I'm skeptical that being a man in the 1950s necessarily meant you were sexist in the way that Feynman was. If lots of men were "negging" in Feynman's time, then why would he have thought it was an interesting anecdote to tell? Feynman himself did not depict his pickup practices as products of his time, but rather products of his own cleverness.
I would go further than that. In general, I believe that even when people truly are products of their time, they should still be judged by today's standards, no matter how anachronistic. I believe this because I am a moral pragmatist, and also because I don't believe in the afterlife.

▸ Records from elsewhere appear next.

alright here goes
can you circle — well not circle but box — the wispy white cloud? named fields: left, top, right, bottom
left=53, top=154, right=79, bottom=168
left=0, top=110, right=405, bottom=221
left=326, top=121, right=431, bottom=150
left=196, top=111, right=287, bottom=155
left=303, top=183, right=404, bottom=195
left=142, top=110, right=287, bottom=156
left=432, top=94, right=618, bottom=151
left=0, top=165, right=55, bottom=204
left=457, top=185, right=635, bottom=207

As a pragmatist, I believe the function of "moral judgment" is to encourage better behavior. And yet moral judgment has limited power to change people. Sometimes there's an powerful underlying "reason" why people do bad things. In these cases, moral judgment may be unwarranted, since it will just make people feel bad about themselves without doing anything to change the underlying reason for their behavior. And yes, I consider it an intrinsic evil to make people feel bad about themselves, no matter who they are.
So when people are a "product of their culture", this can be a mitigating factor to their moral responsibility. We can't expect people to deviate significantly from their surrounding culture, so sweeping moral judgments may be a waste. (On the other hand, moral judgment is also an excellent tool for changing the culture, so there's that.)

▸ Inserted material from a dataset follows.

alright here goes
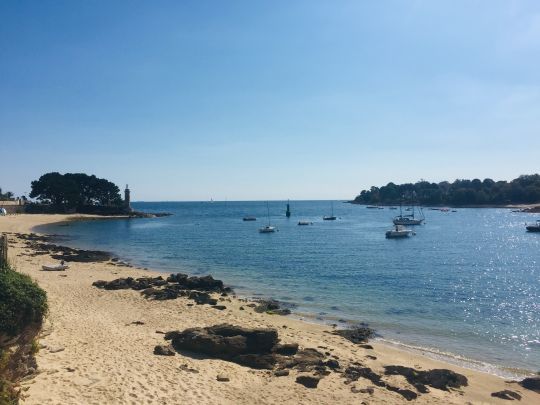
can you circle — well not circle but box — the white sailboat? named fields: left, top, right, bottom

This framework for viewing morality has some odd consequences when we look at past people and past societies, especially when the people are all dead, and the societies gone. What is the point of judging these people at all, if their behaviors are set in stone? It doesn't do any of those dead people any good. Since there's no afterlife, it doesn't even make the dead people feel good or bad about themselves.
Therefore, the function of morally judging people in the past is not to change the past, but to guide the present. As such, the moral standards of today are the only moral standards that are relevant.
When we say that what Feynman did was morally acceptable, there are two messages we could be sending. The first message is the direct message: sexism is acceptable. The second message is more indirect and abstract: we're saying that if we live in a society that has sexism, then it is acceptable to assent to the sexism, and even participate in it. Since we do live in a society that has sexism in it, the second message also basically amounts to saying sexism is acceptable. Neither of these messages seem appropriate to me.
Another example is that we know Darwin was racist. My understanding is that Darwin was less racist than many of his contemporaries, but he also lived in a colonial society which thought of other peoples as savages, or somehow lesser. If we were to defend Darwin's racism, there are two messages we could be sending. The first message is that racism is acceptable. The second message is that if we live in a society that has racism, then it is good to reject that racism, even if only in baby steps. I think the first message here is a bad one, while the second message is a good one. Therefore, I have more mixed feelings about Darwin than I do about Feynman.
This analysis applies to people and societies in the distant past, but not necessarily to societies in the recent past, nor to foreign societies in the present.